I should have taken the actual lock to check his work, but I assumed too much. After he makes 2 copies, putting all the blood and sweat into shaving it down, it does not work. We take the key and lock on a journey back a day later and they say it is better to just get a new lock. Something that takes 15 minutes back in the US, might take a few days to sort out here. It is a good exercise in patience. I fail miserably at these exercises. I have already covered in previous entries, the patience required to drive here. Each time before I start the car I must say to myself, “You are going to see a lot of things that will upset you. You will see a lot of unsafe and illegal moves. You must not react.” Riding a scooter is so much easier as you do whatever you want, but as we outlined above, that right had been taken away from me.
Our first couple weeks were busy updating the house. Last year we furnished with just the basics (couch, bed, TV) and this time we are starting to fill in the gaps
Frequent walks up to our favorite food stall
A couple weeks into our trip, we took Amy’s parents and drove up to the National Park of Khao Yai. Download Khao Yai Trip Planning. I rented a car from the airport for the 3 Hour trip. On the way north, I stopped at a field of sunflowers
I don’t get it, but they love walking around fields of flowers and berries here. Asians are absolutely obsessed with taking pictures for Instagram. I mean everywhere you go you are surrounded by teenage girls in weird outfits, taking short videos running up to and away from a camera on a stand. Some also subject their boyfriend to film it all, also a sort of “camera-on-a-stand”
Our next stop was a winery for lunch. A bit strange, they had this huge vineyard, but were selling Australian wines in their gift shop and restaurant.
A coffee shop after lunch and then on to our lodging for the night
The next day we entered the park, stopping at a few vistas for pictures, then taking a short hike around the visitors center
There is a gibbon somewhere in the below picture
Another 1Km hike to a waterfall. The stairs proved difficult for Amy’s father, but we were in no rush (Not her father in picture on stairs).
In the below picture is a Hornbill bird…somewhere.
That evening we had dinner at the spectacle that is Midwinter. Followed by a stop for desert at the Chocolate Factory
The next morning we stopped at an art museum before heading back to Bangkok
Coffee Shop for iced coffee.

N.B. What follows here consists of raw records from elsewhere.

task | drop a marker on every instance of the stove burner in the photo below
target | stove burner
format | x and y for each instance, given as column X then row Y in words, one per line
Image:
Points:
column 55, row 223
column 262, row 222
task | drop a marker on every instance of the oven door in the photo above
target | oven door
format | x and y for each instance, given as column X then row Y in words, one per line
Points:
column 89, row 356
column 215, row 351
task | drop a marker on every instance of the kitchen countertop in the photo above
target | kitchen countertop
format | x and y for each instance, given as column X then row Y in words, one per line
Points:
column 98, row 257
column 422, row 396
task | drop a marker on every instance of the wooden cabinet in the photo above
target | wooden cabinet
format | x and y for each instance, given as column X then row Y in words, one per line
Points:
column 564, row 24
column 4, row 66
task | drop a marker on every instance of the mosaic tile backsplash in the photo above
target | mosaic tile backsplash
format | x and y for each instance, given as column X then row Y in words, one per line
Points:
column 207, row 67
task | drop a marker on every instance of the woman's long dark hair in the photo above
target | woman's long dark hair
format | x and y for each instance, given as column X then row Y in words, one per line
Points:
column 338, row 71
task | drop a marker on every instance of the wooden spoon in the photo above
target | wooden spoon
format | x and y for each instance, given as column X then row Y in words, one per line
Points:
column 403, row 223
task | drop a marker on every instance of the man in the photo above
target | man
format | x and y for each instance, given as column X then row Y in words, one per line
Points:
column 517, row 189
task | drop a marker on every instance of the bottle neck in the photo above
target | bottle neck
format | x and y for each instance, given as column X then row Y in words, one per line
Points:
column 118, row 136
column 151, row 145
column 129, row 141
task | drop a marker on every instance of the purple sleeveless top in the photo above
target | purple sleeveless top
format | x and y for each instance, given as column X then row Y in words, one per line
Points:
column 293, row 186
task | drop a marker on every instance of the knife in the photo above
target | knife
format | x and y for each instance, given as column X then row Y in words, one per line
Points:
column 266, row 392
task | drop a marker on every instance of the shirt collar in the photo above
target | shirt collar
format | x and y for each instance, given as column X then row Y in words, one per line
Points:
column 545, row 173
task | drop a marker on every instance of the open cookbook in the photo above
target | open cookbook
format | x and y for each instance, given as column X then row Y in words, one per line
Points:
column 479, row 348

In this heat, it is a must.
Around Christmas we also took the car downtown Bangkok to visit Chatuchack Weekend Market to find things to fill the house. We found a few things, but when we returned home we decided it was easier to just go to IKEA and buy online from the Thailand version of Amazon. It goes against every fiber in my being to decorate in this manner but did not have years to amass the useless crap we needed for upcoming visitors.